>>85b487e8
>only hidden boards could be a wipe-safe harbor - unless all board names will be bruteforced to find survivors.
It's also possible to implement passwords for boards. Boards themselves are barebones right now (just being an address) actually the boards can also be fleshed out with different configurable properties, with configuration settings subject to the same type of moderation scheme as post deletion currently is. Users are free to alter their client or access control logic for this as well, so if you have lots of configuration divergence it could lead to "canonic splintering" of a given board's state type of thing,
Even now the semi-hardcoded (in config/validation.json) max filesize is 4MB, but this could be made a board-specific setting (maybe would make more sense if each board has its own files pool in that case). However if you edit this yourself, you will be able to post larger files than 4MB, but other users won't consider those files valid unless they also increase their own allowed limit.
>>cd3994cc
>But in a future it can be useful to know what exactly is being deleted and from which channel deletion is broadcasted
This can be logged and possibly stored somewhere. Under the hood Peerbit does mark items that have been explicitly deleted and doesn't just forget about them (there are two things it can do.. "delete" (erase and it was deleted), and "prune" (just erase the data)), but this isn't currently hooked up to the querying logic or anything. A way around that is to store it ourselves or at least log it in the console, or it's also possible to add this custom behavior into the Peerbit aspect of the code itself.
>>40183b23
I'm gladdened. Hopefully we can figure out some sort of more simple anonymity solution that works nicely for our case as well so it's easier for people to do.

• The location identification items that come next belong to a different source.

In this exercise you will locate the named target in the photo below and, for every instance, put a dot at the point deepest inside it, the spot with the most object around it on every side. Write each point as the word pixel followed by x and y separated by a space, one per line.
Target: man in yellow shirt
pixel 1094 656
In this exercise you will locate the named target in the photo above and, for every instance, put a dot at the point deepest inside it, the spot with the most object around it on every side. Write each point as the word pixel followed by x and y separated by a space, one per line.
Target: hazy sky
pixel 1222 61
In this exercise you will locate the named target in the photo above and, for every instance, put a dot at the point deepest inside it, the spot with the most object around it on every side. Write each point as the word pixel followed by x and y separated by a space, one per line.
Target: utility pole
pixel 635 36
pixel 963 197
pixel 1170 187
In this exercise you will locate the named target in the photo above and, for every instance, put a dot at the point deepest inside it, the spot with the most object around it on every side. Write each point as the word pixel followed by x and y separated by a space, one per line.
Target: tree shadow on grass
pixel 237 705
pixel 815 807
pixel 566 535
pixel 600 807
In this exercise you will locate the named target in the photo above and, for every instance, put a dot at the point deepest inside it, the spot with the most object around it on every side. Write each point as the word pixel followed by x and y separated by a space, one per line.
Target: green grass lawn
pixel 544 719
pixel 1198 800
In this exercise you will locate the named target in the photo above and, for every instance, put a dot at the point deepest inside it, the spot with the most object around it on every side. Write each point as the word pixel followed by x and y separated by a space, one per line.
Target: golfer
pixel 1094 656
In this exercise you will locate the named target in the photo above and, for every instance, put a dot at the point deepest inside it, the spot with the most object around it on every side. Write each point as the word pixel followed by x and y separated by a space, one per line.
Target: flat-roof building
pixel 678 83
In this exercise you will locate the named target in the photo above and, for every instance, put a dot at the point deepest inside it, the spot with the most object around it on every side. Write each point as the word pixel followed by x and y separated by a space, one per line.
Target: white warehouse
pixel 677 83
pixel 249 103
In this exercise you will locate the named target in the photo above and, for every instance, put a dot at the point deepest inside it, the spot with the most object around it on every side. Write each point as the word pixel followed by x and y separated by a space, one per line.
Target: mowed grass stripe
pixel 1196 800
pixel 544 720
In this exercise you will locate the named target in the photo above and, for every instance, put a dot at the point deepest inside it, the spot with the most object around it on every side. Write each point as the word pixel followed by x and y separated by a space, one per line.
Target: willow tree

>Gladden can be governed only by advanced wipers lol
hehe :)
>>86a58f5e
Yeah... it's also definitely something it seems we have to accept the existence of, and in some cases I think this has already happened. But in a way it's just another form of life sort of thing, humans never truly existed in a vaccum in the sense of, we've always been influenced by and part of and embedded in nature, AI's or self-sustaining automated conversation/digital information transfer is maybe another network to be woven into the biosphere. I sometimes think about how much meaning is being transmitted by birds chirping and insects buzzing, maybe not as intuitively comprehensible to humans as the ones making the sounds themselves.